US 11,836,646 B2
Efficiently constructing regression models for selectivity estimation
Anshuman Dutt, Sammamish, WA (US); Chi Wang, Redmond, WA (US); Vivek Ravindranath Narasayya, Redmond, WA (US); and Surajit Chaudhuri, Kirkland, WA (US)
Assigned to MICROSOFT TECHNOLOGY LICENSING, LLC, Redmond, UT (US)
Filed by Microsoft Technology Licensing, LLC, Redmond, WA (US)
Filed on Jun. 30, 2020, as Appl. No. 16/917,857.
Prior Publication US 2021/0406744 A1, Dec. 30, 2021
Int. Cl. G06N 7/00 (2023.01); G06N 7/01 (2023.01); G06N 20/00 (2019.01); G06F 18/214 (2023.01); G06F 18/21 (2023.01)

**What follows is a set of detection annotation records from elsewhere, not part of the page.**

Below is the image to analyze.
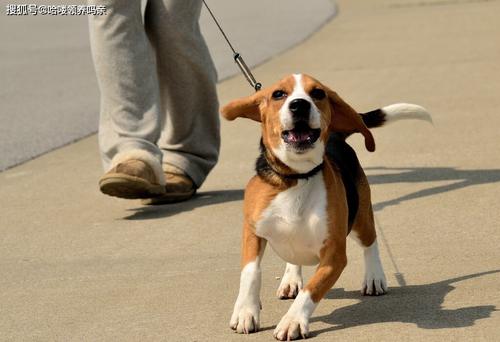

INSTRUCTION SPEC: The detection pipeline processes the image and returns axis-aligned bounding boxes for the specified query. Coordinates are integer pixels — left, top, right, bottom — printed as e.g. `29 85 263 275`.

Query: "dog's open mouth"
281 122 321 150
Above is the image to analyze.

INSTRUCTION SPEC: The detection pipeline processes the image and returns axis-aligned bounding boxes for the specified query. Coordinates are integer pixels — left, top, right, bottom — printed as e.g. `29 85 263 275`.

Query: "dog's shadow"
365 167 500 211
311 269 500 336
124 189 244 220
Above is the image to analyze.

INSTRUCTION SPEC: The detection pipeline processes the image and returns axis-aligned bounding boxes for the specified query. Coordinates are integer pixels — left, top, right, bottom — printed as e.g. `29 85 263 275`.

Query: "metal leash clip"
203 0 262 91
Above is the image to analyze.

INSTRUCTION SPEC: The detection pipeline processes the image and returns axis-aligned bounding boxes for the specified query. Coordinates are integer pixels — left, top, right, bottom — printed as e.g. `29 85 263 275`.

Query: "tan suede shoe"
99 159 165 199
142 168 196 205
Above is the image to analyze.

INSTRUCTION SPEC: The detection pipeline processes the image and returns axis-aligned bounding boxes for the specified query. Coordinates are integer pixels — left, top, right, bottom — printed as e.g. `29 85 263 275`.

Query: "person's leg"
88 0 164 198
145 0 220 187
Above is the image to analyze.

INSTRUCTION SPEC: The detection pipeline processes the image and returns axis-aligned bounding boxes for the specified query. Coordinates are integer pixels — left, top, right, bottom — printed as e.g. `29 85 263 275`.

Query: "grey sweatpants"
88 0 220 187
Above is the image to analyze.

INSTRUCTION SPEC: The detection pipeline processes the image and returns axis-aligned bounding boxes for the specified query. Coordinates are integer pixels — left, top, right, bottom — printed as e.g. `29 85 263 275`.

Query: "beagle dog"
222 74 430 340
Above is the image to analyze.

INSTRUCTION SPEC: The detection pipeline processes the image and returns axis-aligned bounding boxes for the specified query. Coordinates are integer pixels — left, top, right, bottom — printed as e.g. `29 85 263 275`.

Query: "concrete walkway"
0 0 500 342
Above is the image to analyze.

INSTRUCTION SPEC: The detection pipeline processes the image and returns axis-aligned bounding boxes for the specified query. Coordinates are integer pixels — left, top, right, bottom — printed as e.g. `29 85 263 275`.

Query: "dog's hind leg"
350 171 387 296
276 263 303 299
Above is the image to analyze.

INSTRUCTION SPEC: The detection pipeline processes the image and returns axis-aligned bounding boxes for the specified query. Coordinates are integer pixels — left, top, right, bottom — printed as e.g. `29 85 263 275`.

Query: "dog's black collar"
266 158 325 179
255 139 325 180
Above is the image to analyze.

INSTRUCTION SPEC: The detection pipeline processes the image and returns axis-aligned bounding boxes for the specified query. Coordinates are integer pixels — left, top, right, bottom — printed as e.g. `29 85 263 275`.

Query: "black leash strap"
202 0 262 91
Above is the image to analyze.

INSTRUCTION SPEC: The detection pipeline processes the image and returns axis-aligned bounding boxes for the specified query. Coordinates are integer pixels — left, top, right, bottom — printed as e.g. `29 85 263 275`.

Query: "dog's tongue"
288 131 309 142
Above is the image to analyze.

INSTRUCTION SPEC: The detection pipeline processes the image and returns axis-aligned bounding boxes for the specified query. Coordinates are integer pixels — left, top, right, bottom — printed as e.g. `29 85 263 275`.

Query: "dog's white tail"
360 103 432 128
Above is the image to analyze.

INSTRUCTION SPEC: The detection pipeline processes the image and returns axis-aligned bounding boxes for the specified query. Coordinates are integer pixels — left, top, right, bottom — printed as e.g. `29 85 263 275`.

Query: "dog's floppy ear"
326 89 375 152
221 91 261 122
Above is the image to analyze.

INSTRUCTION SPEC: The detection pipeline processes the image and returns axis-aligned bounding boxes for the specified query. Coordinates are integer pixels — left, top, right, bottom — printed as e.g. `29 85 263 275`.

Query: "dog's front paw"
229 304 260 334
361 269 387 296
274 314 309 341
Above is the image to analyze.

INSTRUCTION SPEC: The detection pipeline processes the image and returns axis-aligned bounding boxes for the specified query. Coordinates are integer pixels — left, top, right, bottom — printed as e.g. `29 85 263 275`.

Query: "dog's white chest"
256 173 328 265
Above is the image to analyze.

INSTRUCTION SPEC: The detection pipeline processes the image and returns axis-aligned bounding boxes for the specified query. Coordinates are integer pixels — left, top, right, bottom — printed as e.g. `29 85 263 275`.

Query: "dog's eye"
271 90 287 100
309 88 326 100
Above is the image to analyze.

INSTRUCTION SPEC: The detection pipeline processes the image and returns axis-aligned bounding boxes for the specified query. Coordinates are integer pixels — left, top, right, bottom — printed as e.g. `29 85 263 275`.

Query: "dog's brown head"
221 74 375 172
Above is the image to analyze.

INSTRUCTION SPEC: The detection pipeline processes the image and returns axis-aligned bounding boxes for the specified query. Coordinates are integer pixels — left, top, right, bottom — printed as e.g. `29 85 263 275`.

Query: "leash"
202 0 262 91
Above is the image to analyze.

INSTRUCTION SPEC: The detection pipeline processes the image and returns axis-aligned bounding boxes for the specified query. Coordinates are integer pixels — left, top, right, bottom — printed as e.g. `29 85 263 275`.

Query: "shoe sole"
99 173 165 199
141 190 196 205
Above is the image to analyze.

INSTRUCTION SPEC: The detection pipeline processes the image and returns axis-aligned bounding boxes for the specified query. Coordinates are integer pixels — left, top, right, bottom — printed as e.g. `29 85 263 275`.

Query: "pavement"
0 0 500 341
0 0 335 171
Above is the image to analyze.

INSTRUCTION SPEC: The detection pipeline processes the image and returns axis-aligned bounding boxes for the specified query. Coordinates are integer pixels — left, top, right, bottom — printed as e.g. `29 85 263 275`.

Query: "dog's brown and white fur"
222 74 430 340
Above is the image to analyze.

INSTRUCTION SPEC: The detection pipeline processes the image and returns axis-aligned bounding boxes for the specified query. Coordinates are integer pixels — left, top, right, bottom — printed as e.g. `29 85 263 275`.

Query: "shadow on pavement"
365 167 500 211
311 269 500 336
123 189 244 220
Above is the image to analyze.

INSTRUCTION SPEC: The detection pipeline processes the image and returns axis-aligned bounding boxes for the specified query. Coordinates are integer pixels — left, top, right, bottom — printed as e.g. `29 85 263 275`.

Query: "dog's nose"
288 99 311 120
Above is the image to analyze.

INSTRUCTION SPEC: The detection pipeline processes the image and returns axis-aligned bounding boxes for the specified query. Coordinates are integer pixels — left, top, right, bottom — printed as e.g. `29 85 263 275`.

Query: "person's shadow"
124 189 244 220
365 167 500 211
311 269 500 336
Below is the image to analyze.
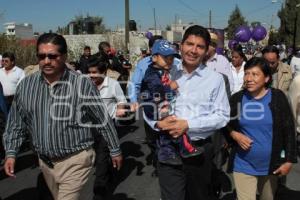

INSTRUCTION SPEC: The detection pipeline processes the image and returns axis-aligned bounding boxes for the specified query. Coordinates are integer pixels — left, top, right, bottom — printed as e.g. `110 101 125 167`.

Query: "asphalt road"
0 117 300 200
0 118 160 200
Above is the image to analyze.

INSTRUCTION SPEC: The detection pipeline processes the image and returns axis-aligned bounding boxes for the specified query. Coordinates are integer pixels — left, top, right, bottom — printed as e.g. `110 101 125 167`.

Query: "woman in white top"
230 45 247 94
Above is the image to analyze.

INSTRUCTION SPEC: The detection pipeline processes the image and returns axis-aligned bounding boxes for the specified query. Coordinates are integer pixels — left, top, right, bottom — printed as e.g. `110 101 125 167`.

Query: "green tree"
268 29 281 45
278 0 300 46
226 5 247 39
166 24 171 31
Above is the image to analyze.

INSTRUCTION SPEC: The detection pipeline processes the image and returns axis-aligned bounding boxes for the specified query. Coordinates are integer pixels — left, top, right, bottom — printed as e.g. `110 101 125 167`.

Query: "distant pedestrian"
76 46 91 74
0 52 25 110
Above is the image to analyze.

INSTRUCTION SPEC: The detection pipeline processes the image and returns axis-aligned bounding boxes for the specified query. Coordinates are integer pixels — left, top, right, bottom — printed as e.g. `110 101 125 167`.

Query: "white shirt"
288 74 300 133
0 66 25 96
290 56 300 77
145 63 230 141
98 76 127 119
230 62 245 94
206 53 233 92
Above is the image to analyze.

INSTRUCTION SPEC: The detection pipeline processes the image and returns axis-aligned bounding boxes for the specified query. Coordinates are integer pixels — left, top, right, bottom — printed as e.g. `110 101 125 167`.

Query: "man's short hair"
2 52 16 62
148 35 164 49
98 41 110 52
181 25 210 49
88 57 108 74
36 33 68 54
83 46 91 50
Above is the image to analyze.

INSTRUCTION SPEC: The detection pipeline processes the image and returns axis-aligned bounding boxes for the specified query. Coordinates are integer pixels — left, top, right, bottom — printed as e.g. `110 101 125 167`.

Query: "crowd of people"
0 25 300 200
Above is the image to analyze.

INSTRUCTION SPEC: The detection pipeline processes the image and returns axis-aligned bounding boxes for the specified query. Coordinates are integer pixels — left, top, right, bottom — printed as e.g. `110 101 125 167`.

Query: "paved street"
0 117 300 200
0 121 160 200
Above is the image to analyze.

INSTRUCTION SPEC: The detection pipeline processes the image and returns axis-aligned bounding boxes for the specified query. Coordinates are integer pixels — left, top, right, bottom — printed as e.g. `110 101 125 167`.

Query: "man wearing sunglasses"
3 33 122 200
0 52 25 110
262 46 293 94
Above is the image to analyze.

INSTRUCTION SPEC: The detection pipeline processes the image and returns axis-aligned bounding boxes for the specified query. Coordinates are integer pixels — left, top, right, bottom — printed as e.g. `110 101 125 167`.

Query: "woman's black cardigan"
223 88 297 174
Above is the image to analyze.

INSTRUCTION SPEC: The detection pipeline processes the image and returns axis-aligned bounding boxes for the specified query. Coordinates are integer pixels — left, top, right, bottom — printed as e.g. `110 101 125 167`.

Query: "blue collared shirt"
128 56 152 103
144 63 230 140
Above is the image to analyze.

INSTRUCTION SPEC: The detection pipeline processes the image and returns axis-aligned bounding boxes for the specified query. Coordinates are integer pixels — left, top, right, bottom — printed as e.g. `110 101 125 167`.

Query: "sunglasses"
2 59 10 63
268 62 277 65
36 53 61 60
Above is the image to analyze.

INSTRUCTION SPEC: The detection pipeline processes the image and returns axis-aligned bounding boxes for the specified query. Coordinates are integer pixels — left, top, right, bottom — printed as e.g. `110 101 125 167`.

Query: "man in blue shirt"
147 25 230 200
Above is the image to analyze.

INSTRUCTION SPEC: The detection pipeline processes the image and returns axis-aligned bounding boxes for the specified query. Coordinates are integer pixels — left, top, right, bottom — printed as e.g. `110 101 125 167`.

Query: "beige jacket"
273 61 293 94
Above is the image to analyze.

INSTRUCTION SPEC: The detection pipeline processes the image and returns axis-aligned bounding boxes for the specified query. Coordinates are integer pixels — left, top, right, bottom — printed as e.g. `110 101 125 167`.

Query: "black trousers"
93 136 112 200
157 143 216 200
144 120 158 168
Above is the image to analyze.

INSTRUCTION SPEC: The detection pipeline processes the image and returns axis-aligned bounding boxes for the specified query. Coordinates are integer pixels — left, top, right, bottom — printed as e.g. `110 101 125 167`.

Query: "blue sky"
0 0 283 32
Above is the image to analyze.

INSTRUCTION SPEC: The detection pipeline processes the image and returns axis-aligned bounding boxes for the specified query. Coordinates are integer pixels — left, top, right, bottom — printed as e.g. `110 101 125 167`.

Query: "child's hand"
170 81 179 90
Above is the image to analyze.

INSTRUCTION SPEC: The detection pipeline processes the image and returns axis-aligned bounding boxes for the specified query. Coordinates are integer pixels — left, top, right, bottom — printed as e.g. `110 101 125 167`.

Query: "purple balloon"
146 32 153 40
234 26 251 42
252 26 267 42
228 40 239 49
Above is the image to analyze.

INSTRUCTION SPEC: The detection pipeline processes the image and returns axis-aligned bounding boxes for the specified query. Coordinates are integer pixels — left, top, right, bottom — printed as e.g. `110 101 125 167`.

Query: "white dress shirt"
144 63 230 140
230 62 246 94
206 53 233 92
98 76 127 119
0 66 25 96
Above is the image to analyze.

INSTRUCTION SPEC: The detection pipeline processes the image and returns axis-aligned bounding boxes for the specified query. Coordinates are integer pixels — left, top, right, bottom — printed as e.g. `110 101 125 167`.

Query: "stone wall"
64 32 148 61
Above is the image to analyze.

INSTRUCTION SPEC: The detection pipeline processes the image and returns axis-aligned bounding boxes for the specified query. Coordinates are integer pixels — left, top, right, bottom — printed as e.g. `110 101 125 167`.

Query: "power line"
177 0 207 16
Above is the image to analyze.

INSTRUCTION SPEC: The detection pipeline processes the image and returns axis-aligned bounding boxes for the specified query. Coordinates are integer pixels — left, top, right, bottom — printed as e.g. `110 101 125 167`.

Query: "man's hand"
157 116 189 138
273 162 292 176
116 108 127 117
130 102 139 112
230 131 253 151
111 155 123 170
4 157 16 178
156 115 176 130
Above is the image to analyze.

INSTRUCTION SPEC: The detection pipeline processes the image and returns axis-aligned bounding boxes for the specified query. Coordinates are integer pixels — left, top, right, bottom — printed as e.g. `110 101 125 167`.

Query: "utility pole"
153 8 157 35
174 14 178 31
125 0 129 53
208 10 211 29
293 3 300 54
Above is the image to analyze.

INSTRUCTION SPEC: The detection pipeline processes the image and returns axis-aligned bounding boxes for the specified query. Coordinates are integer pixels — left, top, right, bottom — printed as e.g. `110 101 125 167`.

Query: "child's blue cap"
152 40 178 56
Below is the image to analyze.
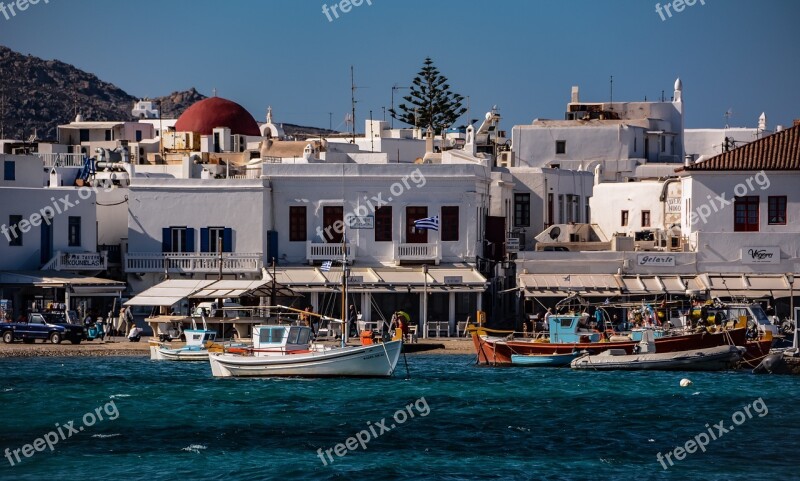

CPC G06N 7/01 (2023.01) [G06F 18/214 (2023.01); G06F 18/217 (2023.01); G06N 20/00 (2019.01)] 20 Claims
OG exemplary drawing
 
1. A system comprising:
one or more processors;
memory in electronic communication with the one or more processors; and
instructions stored in the memory, the instructions being executable by the one or more processors to:
train a model on a set of labeled training examples using cross-validation, the set of labeled training examples having a size;
determine that the model does not satisfy an accuracy target;
determine a geometric step size for increasing the size of the set of labeled training examples;
increase the size of the set of labeled training examples to a new size based on the geometric step size;
generate labels for the additional training examples needed to increase the size of the set of labeled training examples to the new size;
add the additional training examples and the generated labels to the set of labeled training examples; and
train the model on the set of labeled training examples using cross-validation.